En effet, le forestier et lui ont pris un aspect cadavérique, figure blafarde, yeux éteints, orbites vides, joues verdâtres au teint grivelé, cheveux ressemblant à ces mousses qui croissent, suivant la légende, sur le crâne des pendus…

Nic Deck est stupéfié de ce qu’il voit, comme de ce qu’il entend. Le docteur Patak, arrivé au dernier degré de l’effroi, a les muscles rétractés, le poil hérissé, la pupille dilatée, le corps pris d’une raideur tétanique. Comme dit le poète des Contemplations, il « respire de l’épouvante ! »

Une minute — une minute au plus — dura cet horrible phénomène. Puis, l’étrange lumière s’affaiblit graduellement, les mugissements s’éteignirent, et le plateau d’Orgall rentra dans le silence et l’obscurité.

Ni l’un ni l’autre ne cherchèrent plus à dormir, le docteur, accablé par la stupeur, le forestier, debout contre le banc de pierre, attendant le retour de l’aube.

À quoi songeait Nic Deck devant ces choses si évidemment surnaturelles à ses yeux ? N’y avait-il pas là de quoi ébranler sa résolution ? S’entêterait-il à poursuivre cette téméraire aventure ?

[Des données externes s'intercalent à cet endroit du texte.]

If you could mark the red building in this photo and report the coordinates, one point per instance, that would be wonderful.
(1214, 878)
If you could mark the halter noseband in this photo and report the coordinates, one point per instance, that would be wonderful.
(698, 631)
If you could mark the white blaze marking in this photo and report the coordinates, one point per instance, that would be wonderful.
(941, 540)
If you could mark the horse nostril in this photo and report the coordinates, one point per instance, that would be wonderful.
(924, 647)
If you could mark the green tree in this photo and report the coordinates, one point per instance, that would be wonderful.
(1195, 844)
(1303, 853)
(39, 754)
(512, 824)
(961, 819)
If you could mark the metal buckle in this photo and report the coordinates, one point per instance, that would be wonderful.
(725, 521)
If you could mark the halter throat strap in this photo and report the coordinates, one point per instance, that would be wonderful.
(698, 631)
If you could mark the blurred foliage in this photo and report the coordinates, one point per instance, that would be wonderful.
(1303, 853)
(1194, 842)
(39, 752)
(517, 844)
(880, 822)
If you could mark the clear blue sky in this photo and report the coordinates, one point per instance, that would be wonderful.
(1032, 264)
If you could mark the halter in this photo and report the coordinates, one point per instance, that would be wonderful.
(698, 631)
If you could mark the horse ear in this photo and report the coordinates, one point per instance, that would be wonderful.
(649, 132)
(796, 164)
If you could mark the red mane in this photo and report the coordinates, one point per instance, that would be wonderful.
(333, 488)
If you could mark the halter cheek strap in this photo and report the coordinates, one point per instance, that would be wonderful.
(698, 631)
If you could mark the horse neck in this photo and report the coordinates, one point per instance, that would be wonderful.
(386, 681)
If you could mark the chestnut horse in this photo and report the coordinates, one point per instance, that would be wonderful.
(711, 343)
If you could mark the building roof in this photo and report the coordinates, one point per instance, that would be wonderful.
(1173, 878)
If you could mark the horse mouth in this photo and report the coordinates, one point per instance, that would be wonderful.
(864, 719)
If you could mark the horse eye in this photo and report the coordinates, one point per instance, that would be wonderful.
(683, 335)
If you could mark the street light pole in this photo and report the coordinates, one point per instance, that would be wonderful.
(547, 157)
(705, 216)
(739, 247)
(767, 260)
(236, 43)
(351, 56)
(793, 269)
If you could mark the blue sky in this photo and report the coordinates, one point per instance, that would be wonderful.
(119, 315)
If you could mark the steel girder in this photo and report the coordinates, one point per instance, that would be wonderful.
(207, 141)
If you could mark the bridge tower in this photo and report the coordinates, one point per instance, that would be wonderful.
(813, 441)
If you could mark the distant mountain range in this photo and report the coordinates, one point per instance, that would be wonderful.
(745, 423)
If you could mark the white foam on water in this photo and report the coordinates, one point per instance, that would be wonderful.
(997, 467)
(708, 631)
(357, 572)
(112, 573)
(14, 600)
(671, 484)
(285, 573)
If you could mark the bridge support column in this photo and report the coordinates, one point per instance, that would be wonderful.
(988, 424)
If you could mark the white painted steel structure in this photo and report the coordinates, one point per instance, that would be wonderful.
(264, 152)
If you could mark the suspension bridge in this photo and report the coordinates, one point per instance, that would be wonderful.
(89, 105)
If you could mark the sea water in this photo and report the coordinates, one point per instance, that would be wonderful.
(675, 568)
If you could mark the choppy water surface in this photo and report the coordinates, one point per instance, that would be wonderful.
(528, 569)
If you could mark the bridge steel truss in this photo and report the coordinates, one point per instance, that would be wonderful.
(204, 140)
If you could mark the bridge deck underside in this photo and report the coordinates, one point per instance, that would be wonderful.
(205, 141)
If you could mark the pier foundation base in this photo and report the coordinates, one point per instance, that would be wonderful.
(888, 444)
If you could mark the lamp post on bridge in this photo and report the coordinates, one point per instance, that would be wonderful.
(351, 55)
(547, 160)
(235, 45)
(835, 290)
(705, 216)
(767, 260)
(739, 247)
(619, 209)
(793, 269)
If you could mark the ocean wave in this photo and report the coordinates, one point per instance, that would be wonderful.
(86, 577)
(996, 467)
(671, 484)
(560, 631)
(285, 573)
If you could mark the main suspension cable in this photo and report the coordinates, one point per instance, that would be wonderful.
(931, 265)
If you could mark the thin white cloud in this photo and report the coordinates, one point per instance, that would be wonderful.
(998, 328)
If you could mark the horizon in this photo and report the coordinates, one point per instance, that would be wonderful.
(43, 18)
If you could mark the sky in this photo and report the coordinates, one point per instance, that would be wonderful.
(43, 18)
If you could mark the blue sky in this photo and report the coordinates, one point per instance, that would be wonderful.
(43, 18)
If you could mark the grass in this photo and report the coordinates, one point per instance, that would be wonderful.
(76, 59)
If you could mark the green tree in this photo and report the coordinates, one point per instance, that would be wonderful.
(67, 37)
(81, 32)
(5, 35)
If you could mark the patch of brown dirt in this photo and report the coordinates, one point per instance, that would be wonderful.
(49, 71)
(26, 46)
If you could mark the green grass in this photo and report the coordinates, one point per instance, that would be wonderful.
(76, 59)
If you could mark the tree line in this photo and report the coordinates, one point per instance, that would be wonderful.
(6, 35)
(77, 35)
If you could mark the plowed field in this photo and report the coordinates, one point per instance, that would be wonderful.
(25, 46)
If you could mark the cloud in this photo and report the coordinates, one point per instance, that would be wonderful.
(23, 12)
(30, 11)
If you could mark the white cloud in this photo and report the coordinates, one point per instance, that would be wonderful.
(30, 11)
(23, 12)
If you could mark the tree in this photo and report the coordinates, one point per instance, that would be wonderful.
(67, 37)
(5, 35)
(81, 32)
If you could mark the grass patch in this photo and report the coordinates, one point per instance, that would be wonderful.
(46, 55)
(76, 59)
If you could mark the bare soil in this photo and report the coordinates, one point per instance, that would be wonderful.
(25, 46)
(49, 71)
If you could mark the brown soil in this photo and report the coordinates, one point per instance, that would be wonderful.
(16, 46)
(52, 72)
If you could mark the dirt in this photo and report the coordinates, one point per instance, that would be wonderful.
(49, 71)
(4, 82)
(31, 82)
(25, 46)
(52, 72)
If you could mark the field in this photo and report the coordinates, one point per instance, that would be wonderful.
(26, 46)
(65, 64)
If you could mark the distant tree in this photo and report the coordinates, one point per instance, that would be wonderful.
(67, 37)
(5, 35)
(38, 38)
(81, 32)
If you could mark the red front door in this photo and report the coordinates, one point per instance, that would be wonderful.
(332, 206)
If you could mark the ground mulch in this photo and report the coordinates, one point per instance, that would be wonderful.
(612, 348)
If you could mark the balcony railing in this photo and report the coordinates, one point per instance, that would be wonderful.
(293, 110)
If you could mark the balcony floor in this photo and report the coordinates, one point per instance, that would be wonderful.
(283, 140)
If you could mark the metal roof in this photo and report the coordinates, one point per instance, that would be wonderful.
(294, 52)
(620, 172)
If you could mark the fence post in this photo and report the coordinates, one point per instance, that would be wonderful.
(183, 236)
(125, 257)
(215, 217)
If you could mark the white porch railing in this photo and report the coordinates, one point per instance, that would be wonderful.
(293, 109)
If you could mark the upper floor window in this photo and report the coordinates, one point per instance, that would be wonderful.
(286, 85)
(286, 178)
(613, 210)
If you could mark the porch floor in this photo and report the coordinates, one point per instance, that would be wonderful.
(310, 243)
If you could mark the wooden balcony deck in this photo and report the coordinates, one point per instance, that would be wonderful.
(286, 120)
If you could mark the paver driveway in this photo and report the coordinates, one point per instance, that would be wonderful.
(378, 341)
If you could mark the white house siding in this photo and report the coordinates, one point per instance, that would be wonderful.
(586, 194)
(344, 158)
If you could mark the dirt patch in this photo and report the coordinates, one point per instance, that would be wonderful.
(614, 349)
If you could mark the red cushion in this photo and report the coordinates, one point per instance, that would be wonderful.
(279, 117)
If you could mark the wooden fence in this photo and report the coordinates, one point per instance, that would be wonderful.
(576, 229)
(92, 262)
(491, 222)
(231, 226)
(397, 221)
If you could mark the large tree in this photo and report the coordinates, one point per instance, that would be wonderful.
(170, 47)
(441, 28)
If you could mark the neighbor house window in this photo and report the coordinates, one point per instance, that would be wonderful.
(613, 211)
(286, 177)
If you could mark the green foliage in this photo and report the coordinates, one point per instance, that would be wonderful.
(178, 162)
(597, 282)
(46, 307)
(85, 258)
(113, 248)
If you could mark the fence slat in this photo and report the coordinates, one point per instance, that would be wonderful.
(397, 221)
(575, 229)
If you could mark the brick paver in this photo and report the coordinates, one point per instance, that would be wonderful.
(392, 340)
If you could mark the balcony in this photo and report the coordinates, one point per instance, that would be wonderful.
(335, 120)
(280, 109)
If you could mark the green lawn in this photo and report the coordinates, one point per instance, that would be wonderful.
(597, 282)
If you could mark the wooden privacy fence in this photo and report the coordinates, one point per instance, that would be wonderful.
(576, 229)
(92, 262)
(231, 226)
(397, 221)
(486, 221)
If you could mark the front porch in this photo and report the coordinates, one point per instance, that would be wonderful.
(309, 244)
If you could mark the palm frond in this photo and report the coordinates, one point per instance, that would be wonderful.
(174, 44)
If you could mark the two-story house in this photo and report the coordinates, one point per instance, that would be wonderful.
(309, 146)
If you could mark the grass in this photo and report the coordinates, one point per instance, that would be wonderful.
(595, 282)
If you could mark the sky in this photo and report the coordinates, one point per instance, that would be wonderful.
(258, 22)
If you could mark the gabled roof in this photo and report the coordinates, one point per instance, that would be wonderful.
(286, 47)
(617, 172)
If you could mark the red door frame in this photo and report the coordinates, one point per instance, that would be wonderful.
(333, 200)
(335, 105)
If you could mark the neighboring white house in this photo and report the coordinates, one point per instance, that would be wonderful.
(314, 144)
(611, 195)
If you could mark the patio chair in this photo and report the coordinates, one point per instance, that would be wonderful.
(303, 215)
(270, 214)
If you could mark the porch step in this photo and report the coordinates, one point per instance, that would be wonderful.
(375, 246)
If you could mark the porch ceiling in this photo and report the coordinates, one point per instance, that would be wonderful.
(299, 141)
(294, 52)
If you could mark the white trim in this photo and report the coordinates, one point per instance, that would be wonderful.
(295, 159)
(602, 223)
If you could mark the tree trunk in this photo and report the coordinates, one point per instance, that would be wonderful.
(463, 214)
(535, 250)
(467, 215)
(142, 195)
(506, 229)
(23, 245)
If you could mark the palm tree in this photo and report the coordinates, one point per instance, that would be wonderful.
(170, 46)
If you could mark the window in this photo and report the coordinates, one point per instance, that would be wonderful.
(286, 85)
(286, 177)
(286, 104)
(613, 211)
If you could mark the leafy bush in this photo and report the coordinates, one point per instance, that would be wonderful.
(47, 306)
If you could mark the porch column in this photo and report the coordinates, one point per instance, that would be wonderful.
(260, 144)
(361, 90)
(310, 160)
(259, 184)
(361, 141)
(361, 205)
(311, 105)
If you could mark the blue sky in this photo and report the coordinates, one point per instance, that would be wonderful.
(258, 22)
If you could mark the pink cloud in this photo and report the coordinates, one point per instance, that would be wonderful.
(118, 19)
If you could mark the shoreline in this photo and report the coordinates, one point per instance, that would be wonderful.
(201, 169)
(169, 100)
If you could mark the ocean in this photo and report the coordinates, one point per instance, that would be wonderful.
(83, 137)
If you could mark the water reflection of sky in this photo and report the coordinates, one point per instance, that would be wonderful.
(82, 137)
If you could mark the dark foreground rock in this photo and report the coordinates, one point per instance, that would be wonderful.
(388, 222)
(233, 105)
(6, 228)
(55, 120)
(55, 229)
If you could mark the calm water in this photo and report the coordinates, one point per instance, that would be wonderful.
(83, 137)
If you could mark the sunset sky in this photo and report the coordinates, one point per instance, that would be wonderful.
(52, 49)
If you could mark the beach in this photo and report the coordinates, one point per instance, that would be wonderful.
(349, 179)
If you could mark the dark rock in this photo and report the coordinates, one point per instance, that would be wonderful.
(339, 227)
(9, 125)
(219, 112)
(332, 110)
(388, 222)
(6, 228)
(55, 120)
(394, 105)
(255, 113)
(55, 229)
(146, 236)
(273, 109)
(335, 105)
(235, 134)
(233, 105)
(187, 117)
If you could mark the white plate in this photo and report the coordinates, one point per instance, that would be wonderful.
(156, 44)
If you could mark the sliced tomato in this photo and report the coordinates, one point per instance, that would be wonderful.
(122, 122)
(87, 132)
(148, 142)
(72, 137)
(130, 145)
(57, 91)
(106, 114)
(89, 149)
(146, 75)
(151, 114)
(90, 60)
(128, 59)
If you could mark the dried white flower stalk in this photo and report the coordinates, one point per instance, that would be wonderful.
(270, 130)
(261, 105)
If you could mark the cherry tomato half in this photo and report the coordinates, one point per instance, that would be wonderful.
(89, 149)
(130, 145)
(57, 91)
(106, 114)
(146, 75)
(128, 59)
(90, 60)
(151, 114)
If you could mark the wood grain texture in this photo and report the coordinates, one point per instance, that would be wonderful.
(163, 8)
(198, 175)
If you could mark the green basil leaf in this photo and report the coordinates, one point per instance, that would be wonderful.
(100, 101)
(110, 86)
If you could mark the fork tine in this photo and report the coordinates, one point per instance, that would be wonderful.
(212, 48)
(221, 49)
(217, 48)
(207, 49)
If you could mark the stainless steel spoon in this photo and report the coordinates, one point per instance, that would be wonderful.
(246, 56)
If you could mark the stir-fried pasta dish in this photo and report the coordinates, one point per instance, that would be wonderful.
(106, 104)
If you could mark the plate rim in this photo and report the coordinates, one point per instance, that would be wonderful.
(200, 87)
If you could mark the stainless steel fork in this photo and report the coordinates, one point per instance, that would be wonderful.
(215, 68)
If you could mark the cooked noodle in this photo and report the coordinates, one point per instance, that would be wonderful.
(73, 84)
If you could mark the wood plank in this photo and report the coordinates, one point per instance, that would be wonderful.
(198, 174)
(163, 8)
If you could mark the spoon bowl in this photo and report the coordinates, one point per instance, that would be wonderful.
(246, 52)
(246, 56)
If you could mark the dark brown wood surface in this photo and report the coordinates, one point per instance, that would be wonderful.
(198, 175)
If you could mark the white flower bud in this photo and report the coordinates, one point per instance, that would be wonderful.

Certes, il avait dit qu’il pénétrerait dans le burg, qu’il explorerait le donjon… Mais n’était-ce pas assez que d’être venu jusqu’à son infranchissable enceinte, d’avoir encouru la colère des génies et provoqué ce trouble des éléments ? Lui reprocherait-on de n’avoir pas tenu sa promesse, s’il revenait au village, sans avoir poussé la folie jusqu’à s’aventurer à travers ce diabolique château ?

Tout à coup, le docteur se précipite sur lui, le saisit par la main, cherche à l’entraîner, répétant d’une voix sourde :

« Viens !… Viens !…

— Non ! » répond Nic Deck.

Et, à son tour, il retient le docteur Patak, qui retombe après ce dernier effort.